Na minha casinha dentro da mata nem o telefone recebe sinal. Sem internet , sem televisão, sem notícias.
Na última manhã, antes de ir embora, enquanto arrumava tudo, um esquilinho gritava na varanda. Estava no limoeiro a um palmo da minha mão. Acho que me dizia adeus.
Aqui estou, na minha mesa, o mar maravilhosamente azul atrás de mim, está tão calmo que nem fala. Rumino as notícias, rumino o mundo.
Mas sábado temos o encontro do nosso Clube de Leitura com a presença de muitos amigos. Nosso Clube já é uma família, fortes laços nos amarram, as cordas sonoras da literatura.
Discutiremos Miguilim do Guimarães Rosa, de uma beleza estonteante.
E sairemos fortalecidos para aguentar o peso do mundo.

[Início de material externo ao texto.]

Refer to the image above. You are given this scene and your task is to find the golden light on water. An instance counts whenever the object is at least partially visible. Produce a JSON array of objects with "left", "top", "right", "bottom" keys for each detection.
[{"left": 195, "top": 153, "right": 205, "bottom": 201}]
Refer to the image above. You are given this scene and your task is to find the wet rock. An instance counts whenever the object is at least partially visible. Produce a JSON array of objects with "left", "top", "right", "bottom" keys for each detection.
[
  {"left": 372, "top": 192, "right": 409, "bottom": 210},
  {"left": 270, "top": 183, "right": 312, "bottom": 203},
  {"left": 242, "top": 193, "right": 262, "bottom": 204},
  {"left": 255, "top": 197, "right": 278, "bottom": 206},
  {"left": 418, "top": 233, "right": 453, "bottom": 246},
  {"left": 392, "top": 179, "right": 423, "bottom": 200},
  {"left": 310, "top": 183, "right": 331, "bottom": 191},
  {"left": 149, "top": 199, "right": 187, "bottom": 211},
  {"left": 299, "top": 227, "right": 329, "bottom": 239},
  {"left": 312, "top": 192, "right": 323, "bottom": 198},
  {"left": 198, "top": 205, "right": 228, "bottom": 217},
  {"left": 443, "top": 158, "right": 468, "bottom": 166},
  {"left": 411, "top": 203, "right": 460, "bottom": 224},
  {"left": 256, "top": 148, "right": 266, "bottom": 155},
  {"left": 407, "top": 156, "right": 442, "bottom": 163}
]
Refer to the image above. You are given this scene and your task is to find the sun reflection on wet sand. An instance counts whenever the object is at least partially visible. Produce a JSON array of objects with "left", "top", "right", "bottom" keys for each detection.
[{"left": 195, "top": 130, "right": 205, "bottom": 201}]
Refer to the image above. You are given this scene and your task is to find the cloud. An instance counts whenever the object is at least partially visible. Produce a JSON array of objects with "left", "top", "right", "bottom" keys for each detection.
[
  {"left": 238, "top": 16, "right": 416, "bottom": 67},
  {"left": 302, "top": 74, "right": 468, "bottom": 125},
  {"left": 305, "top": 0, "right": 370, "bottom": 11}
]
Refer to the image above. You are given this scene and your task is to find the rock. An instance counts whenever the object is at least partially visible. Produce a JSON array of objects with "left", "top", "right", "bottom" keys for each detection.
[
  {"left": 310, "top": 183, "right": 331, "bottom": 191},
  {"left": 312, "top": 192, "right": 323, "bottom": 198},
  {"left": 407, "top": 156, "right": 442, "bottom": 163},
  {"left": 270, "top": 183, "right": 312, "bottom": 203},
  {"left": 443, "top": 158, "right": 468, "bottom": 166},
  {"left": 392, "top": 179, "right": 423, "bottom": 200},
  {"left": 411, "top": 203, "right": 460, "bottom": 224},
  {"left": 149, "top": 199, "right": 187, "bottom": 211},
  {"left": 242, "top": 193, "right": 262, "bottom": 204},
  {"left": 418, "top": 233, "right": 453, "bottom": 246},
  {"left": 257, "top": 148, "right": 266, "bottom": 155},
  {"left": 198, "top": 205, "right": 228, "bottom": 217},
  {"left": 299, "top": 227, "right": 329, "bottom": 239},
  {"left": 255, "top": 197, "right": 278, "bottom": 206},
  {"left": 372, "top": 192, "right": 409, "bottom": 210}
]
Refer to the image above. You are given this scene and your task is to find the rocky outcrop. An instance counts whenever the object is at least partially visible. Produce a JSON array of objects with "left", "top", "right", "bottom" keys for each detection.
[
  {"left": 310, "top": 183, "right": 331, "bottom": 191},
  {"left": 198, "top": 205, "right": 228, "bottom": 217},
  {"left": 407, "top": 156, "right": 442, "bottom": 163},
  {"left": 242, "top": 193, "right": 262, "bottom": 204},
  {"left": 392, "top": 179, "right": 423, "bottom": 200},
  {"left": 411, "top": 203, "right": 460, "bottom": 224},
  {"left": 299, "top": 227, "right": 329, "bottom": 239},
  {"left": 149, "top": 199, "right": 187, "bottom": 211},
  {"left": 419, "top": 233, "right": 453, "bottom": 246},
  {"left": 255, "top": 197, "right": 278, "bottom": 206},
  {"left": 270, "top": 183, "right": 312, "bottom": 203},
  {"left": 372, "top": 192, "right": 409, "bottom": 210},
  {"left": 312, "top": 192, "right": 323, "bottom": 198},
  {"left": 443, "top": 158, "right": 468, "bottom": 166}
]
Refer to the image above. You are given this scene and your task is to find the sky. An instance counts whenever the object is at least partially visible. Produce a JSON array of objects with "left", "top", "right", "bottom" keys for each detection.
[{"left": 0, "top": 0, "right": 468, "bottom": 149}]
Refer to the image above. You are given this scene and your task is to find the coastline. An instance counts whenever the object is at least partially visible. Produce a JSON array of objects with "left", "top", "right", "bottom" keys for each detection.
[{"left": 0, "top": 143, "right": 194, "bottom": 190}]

quinta-feira, 9 de julho de 2015

NA MONTANHA

Hoje estou conectada pois vim até o ateliê de cerâmica da minha irmã Evelyn Kligerman e meu cunhado Luis Mérigo. Cada vez que venho a Mauá ela passa um dia comigo na minha casinha e eu desço para passar o dia com ela aqui no Vale do Maringá.
Impossível descrever a minha felicidade todos os dias. Nem tentarei. Como a Bia Hetzel sabe, pois publicou meu livro Diário da Montanha e agora contei para o Cristiano Mota Mendes, e agora conto para todos , eu também sou árvore além de gente (aliás sou muito melhor como árvore do que como gente) e é na montanha. dentro da mata, que posso ser o que sou de verdade, sem medo de mim.
Cada dia é único em sua imensa felicidade. Acendo o fogo bem cedinho e os jacus já estão fazendo a sua primeira reunião, os guaxos gritam suas belas palavras e quando dou sorte vejo esquilos subindo e descendo o primeiro tronco que minha vista alcança.
Meu grande sonho era ver uma onça.
E como a onça do Rosa eu vou andando e falando, bom, bonito, bom, bonito...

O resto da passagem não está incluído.